The desserts on menu were: a hot chocolate fondant, an individual tarte tatin and an exotic mousse cake. The chefs showed us a few plating ideas, of which I think the mousse plates are just lovely. I think I would struggle to destroy them in a restaurant. The mousse itself has a patterned sponge and is packed with girly pastel shades; I really can't get enough of the mousses these days.
Fancy Fondant
What a mousse
In class we made not only the desserts but the sauces, tuilles, chocolate and sugar work to decorate. We worked nicely as a team again for the desserts and then made our decorations and plated up individually.
First to plate was the tarte tatin, followed by the fondant. Whilst marking our plates, the chef cut into the fondant to ensure it had the required oozy, gooey chocolate middle. Unfortunately, this tantalised my taste buds so much I ate the whole plate right there and then and by the time it came to take a picture, this was all that was left..

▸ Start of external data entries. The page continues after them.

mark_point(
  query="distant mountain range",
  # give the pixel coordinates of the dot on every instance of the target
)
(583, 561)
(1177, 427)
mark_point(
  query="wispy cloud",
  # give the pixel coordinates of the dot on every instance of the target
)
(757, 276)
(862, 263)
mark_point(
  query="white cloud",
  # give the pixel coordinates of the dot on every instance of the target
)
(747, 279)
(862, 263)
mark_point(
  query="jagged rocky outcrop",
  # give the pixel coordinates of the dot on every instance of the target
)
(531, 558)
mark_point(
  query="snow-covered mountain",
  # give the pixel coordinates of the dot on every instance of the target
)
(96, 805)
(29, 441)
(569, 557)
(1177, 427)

The tarte had only made a short journey into my cake tin, so I quickly re-plated for the snap. I kept the plate simple with a piped sugar apple decoration and sauces sat in chocolate swirls. A bit too much sauce in some cases.

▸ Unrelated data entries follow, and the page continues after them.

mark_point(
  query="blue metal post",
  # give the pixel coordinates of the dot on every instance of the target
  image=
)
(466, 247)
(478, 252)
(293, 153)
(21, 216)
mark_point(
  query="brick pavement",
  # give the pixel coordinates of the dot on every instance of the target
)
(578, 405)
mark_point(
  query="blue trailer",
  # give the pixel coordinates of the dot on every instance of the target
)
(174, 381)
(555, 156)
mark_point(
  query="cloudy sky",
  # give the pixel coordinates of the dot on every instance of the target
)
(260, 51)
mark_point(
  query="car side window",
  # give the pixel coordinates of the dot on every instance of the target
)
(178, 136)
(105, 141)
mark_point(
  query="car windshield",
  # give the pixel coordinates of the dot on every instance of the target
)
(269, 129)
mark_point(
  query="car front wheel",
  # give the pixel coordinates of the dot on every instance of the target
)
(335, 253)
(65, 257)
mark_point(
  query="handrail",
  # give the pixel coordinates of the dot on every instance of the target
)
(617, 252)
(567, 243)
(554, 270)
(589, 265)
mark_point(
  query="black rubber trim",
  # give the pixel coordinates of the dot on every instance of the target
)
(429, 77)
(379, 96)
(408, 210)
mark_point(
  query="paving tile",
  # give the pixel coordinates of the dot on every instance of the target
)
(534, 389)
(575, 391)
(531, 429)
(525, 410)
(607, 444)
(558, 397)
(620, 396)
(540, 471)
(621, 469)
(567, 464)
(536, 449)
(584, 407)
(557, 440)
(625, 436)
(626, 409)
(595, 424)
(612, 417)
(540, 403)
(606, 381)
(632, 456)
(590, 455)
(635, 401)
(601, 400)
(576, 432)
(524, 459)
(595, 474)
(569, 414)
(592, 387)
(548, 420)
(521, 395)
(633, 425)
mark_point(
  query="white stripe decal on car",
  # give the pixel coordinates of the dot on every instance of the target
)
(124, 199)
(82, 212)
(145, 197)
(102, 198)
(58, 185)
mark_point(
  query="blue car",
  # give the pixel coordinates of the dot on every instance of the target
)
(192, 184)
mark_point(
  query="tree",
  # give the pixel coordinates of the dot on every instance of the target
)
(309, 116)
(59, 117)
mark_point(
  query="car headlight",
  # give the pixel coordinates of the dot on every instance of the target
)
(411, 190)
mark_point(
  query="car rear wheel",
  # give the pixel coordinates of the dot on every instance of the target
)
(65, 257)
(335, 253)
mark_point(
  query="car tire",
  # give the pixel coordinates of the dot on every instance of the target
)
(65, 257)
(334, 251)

The missing fondant was a plate a really liked so I am quite annoyed to have let my stomach do the thinking. It was sat on a sugar lattice,poured with custard and had fresh sliced raspberrys and sugar spirals sat on top. Alas, you will just have to use your imagination.
The final dessert we made was the mousse. I decorated with an abstract tuille basket and a chocolate crown. The picture doesnt show it up that well but the sponge had an "XOXO" hugs&kisses pattern on which looked particularly cute.
Plating up is a tad nerve racking for fear of ruining your dessert in the blink of a misplaced sauce. However, I feel like I must actually be starting to overpower my messy ways because my plates were smudge free and relatively neat!
better late than never but those look amazing! Any chance for a recipe and procedure for the mousse?